La verità è che la guerra è un assassinio di massa, la più grande disgrazia della nostra civiltà; e che garantire la pace mondiale deve essere il nostro principale obiettivo politico, un obiettivo che viene molto prima della scelta fra democrazia e dittatura, o tra capitalismo e socialismo. Non esiste, infatti, la possibilità di un sostanziale progresso sociale finché non sia istituita un’organizzazione internazionale tale da impedire effettivamente la guerra tra le nazioni della terra» (Hans Kelsen 1944, La pace attraverso il diritto).

Sembra facciano eco a queste – un’eco amarissima – le parole di Domenico Quirico (La Stampa, 6 giugno), che, commentando la brutale dichiarazione di Danilov, il segretario del consiglio di sicurezza ucraino, secondo il quale per Kiev il rischio del ricorso all'atomica da parte dei russi non ha alcun significato, ci avverte: «Questa progressione della guerra verso la esplicita assenza di limiti…impone alcune amare constatazioni. Il diritto internazionale, purtroppo, non ha mai impedito o imposto limiti ad alcuna guerra…A limitare il ricorso alla guerra tra i Grandi, nella seconda metà del Novecento, è stata soltanto la reciproca paura di annientamento, sintetizzata nella parola deterrenza atomica».
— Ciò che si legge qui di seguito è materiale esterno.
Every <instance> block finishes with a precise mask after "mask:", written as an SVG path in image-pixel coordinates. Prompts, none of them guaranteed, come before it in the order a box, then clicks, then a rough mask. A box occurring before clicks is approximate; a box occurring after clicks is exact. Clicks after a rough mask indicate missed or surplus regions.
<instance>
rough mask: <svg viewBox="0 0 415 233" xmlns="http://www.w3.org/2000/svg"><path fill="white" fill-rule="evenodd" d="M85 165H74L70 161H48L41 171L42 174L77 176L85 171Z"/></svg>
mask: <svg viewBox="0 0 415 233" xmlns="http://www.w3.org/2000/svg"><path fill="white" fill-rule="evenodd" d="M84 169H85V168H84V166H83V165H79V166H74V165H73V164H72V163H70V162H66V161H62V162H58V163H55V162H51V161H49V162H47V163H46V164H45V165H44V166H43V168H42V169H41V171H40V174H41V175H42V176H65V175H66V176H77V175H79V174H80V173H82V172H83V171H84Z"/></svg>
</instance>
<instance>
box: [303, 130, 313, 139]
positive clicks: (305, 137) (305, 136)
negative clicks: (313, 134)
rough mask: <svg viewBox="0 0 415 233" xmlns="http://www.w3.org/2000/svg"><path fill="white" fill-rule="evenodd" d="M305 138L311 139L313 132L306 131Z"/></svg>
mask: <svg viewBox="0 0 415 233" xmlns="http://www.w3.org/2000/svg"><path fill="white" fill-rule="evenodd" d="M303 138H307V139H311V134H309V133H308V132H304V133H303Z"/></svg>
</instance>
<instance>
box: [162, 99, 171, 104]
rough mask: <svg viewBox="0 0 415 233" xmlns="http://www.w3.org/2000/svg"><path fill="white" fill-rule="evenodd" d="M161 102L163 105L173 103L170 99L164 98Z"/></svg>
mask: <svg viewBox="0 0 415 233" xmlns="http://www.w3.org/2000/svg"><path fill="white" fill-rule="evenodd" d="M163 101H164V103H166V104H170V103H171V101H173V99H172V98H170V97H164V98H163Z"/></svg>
Ma la deterrenza, come dimostra lo sciagurato commento di Danilov, non funziona più. Non importa agli uni; ma agli altri, avverte Quirico, importerà ancor meno. Tutta la storia mostra che anche i popoli che vivono sotto i tiranni, quando il loro territorio è invaso non badano più «alle magagne di chi li comanda, ma solo ad annientare l'invasore». Una sola cosa vorrei aggiungere a questo allarme con cui non da oggi Quirico cerca di risvegliarci dal sonno dogmatico degli affari nostri o delle incipienti vacanze, affidati come siamo a chi guida il treno.

Corsa al dominio

Non è solo l'atomica, l'orizzonte dell'assenza di limiti. Chiunque può vedere oggi in atto la riconfigurazione del globo in una feroce e primitiva corsa alla formazione di nuovi blocchi di potenza e volontà di dominio, al riarmo: si fa sotto i nostri occhi sempre più diffuso e sempre più violento il disordine in cui si preparano nuove guerre, una guerra mondiale nemmeno più a pezzi. E allora riesce davvero incomprensibile che così poche siano le voci a levarsi nel dibattito pubblico, per gridare No! Fermatevi!

Non si parla solo per ottenere risultati. Si parla perché tacere o rimuovere il vero è un crimine che noi – i più, che non decidiamo nulla - abbiamo almeno il potere di non commettere. Nel peggiore dei casi si parla per i posteri: ecco, non è l'umanità intera di una generazione ad essere sfigurata da questa muta, passiva o attiva complicità con il suicidio delle civiltà.

Chi avrà gridato no avrà conservato ai posteri un pezzetto di umanità da cui ricominciare, su quell'immenso tizzone spento, senza più una scintilla di memoria o di pietà, che avremo consegnato ai figli e nipoti sopravvissuti, al posto del mondo umano. Ma si parla anche per il principio etico di universalità: perché, se tutti parlassero, anche quelli che a farlo corrono veri rischi, allora i leader non se lo potrebbero più permettere, l'arbitrio dell''illimite. Ed ecco un punto in favore di Kelsen: non è vero che il diritto internazionale non ha mai impedito alcuna guerra. Dipende da come è fatto.

Perché nessuno più di Kelsen è lontano da un idealismo ebbro: parte dall’assunto che la guerra non è il mezzo né il fine della politica ma è il suo presupposto. La politica non è la continuazione della guerra con altri mezzi, ma il lavoro per estinguerla.

Ed è proprio quello che la politica fece quando il grido unanime delle nazioni la fece diventare per un momento sovranazionale. L'Unione europea, per esempio, ci ha preservato da guerre interne dal 1950 a oggi, e non è detto che lo farà più quando le sue nazioni saranno ridiventate la parata di sovranismi armati che molte di loro già minacciano.